Can't add anything to the following section at this time:

  13.  Performance on IEEE 802.11 Wireless Networks

Skip to:

  14.  Standardization Status

Add:

  14.0.  OSPF Standardization

   OSPF has been entirely under the control of IETF since its
   inception well over two decades ago.  OSPFv4 is aimed at IPV4 only
   but has acheived IETF Full Standard status indicating multiple
   implementations, multiple large scale deployment and verified
   interoperability of implentations of all features of the protocol
   specification.  OSPFv3 was initially defined for IPv6 but can carry
   IPv4 unicast and multicast and IPv6 unicast and multicast.  Using
   [draft-ietf-ospf-transition-to-ospfv3-00] IPv6 can be carried over
   parts of a network which are forward IPv4 only, making it viable to
   use OSPFv3 in a mixed network with some IPv4 only, some IPv6 only,
   and some dual stack routers and links.

   OSPF continues to be actively be extended and maintained by the
   IETF OSPF WG.

Skip to:

  15.  Evaluation of RFC 5218 Criteria

Sparse comments here:

Note that there are commercial sources of IS-IS and OSPF code that is
used in some equipment.  This includes DCL (renamed to meta-something)
and IPI (IP Infusion).  Some commercial vendors already use these.

Also note that there are more open OSPF implementations than IS-IS
implementations.  Only quagga I think.  Quality varies.

  15.4.  Potential Niches

OSPF might be best for Ethernet.  Perhaps Babel can be used for WiFi
if OSPF proves unworkable.  IS-IS requires CLNP and so it might be
better for homenet to stick with OSPF.

  15.5.  Complexity Removal

   If so, can complexity be removed to reduce cost?

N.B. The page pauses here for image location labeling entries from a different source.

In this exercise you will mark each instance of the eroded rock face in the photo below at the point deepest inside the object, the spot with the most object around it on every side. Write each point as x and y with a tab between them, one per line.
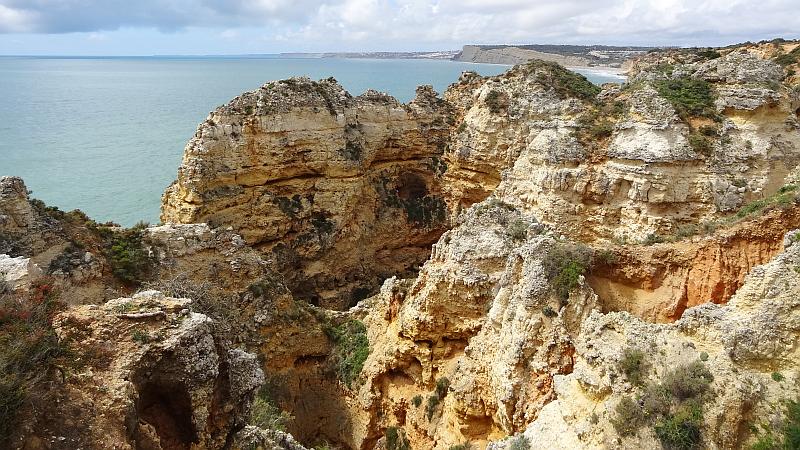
480	331
148	374
743	344
316	178
628	165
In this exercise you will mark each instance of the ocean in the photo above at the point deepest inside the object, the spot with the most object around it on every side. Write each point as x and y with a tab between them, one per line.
106	135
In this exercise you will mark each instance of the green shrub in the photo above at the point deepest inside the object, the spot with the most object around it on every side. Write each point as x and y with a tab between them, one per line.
142	337
681	431
690	97
430	408
787	433
700	143
464	446
29	347
785	196
442	385
787	59
396	439
673	407
653	238
565	83
520	442
425	211
633	365
564	265
688	381
130	261
517	229
628	416
266	414
496	101
350	349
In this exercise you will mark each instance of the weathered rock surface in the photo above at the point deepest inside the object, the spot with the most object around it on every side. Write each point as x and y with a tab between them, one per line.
743	342
148	373
316	178
641	176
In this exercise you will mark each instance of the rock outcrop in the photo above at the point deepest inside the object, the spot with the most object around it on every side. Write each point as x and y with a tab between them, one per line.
147	373
552	262
628	164
316	178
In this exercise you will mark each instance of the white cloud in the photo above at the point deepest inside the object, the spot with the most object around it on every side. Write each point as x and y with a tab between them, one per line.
424	23
14	20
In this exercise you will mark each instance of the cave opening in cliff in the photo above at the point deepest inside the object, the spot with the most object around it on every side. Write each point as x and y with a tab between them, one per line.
166	409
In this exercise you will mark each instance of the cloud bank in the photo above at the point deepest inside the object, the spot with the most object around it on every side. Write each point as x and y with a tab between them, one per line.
445	22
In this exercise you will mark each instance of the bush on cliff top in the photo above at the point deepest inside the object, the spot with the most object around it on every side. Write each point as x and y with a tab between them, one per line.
565	83
690	97
674	407
564	265
29	347
786	435
130	261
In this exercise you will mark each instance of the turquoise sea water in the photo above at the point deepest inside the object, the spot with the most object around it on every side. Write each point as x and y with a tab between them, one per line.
106	135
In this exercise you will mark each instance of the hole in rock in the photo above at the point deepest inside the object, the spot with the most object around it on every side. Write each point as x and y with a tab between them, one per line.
412	186
167	409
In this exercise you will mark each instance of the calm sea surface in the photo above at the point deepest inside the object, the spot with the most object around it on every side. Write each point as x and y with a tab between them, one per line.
106	135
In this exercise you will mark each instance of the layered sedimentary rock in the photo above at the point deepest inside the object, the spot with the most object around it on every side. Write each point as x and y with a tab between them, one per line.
147	373
319	179
642	168
597	266
744	343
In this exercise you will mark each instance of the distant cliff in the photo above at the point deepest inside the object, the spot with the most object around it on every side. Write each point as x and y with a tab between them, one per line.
566	55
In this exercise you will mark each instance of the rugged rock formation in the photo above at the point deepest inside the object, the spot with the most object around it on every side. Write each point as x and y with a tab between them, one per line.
599	268
317	178
629	164
743	343
147	373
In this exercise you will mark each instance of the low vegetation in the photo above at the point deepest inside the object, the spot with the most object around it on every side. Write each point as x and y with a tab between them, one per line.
29	350
787	59
350	349
690	97
130	261
266	414
396	439
785	196
520	443
564	265
442	385
496	101
565	83
673	407
783	435
633	365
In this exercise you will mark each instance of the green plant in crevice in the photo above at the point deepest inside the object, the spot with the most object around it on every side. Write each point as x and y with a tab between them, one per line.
130	262
673	407
564	265
396	439
266	414
350	349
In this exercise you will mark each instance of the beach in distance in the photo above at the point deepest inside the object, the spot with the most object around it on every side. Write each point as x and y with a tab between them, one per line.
105	135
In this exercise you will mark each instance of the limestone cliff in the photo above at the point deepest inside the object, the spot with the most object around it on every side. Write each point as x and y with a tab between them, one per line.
553	264
316	178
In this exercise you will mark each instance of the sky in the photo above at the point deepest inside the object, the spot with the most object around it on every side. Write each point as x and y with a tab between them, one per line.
209	27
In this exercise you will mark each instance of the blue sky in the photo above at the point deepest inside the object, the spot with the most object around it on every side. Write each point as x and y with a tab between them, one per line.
195	27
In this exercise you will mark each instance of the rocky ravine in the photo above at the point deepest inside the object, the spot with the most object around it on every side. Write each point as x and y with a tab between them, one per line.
547	264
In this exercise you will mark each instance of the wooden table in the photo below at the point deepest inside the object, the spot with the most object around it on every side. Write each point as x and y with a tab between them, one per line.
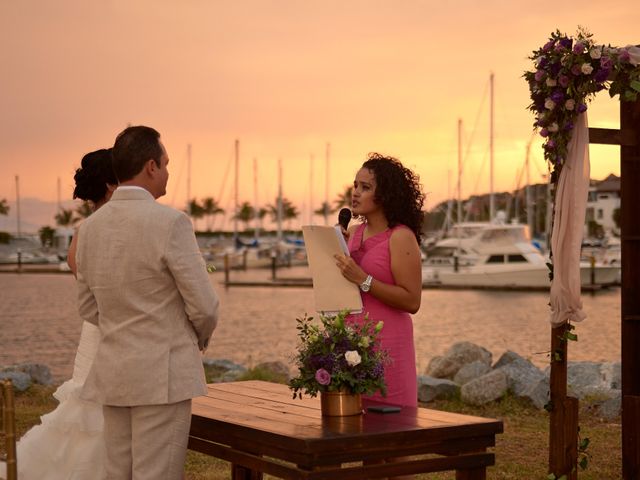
259	427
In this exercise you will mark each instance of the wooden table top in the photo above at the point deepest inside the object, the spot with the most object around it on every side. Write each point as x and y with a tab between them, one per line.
263	418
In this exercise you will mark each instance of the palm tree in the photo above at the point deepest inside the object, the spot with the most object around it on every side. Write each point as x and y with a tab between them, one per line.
195	209
289	211
245	214
324	210
4	207
344	199
66	218
211	209
84	210
46	234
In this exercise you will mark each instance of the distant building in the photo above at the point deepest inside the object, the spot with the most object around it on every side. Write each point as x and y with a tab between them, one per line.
603	200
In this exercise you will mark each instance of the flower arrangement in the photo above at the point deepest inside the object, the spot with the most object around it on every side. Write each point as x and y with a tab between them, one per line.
567	72
335	357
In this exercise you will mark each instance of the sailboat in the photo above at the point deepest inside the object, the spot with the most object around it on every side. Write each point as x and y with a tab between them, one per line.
497	254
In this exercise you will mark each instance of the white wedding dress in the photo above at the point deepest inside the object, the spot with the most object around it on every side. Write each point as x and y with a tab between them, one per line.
69	443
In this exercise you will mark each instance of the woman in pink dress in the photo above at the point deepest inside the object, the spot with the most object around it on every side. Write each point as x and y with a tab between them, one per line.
385	263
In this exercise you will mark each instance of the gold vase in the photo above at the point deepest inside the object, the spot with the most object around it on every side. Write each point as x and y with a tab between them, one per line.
340	404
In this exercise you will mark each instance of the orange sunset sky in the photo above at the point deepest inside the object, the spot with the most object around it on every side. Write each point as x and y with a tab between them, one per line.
285	78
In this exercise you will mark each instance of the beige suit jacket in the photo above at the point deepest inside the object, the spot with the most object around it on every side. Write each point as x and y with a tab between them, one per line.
143	281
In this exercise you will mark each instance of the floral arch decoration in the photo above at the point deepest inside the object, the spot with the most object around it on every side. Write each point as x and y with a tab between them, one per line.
567	73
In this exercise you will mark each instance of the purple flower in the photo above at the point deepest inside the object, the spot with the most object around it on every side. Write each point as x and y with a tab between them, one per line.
578	47
557	96
323	377
566	42
602	75
606	63
563	80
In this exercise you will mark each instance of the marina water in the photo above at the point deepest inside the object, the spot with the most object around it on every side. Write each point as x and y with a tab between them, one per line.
39	322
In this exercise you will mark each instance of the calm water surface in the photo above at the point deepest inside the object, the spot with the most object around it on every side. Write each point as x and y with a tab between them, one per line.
39	322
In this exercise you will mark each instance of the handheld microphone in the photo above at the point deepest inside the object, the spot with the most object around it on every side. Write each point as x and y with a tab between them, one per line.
344	217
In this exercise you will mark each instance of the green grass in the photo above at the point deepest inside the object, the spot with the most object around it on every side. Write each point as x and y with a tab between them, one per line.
521	451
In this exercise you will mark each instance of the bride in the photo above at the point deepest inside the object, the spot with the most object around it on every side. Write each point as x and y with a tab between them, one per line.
69	444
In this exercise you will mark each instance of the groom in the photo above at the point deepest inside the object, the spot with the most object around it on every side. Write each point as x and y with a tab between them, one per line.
142	280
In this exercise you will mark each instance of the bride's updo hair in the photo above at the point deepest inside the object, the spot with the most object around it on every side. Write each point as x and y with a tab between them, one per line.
93	176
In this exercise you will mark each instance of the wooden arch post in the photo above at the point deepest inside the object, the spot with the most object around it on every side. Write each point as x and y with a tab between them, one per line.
628	137
563	428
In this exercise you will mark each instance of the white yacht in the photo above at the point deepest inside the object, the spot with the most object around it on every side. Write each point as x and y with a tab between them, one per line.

OSPF offers stub routers (non-transit) but this doens't make for a low
functionality implementation, just no transit through the node.



  15.6.  Killer App

   Is there a potential killer app?  Or can the technology work
   underneath existing unmodified applications?

I think this means a compelling reason for home users to want this.

There is no need to modify applications to run a routing protocol.

  15.8.  Success Predictable

   If it is not known whether the protocol will be successful, should
   the market decide first?  Or should the IETF work on multiple
   alternatives and let the market decide among them?  Are there factors
   listed in this document that may predict which is more likely to
   succeed?

Too early to decide IMHO.

I'm in favor of multiple alternatives and let the market decide.  I'm
also in favor of using OSPF rather than ISIS due to ISIS use of CLNP.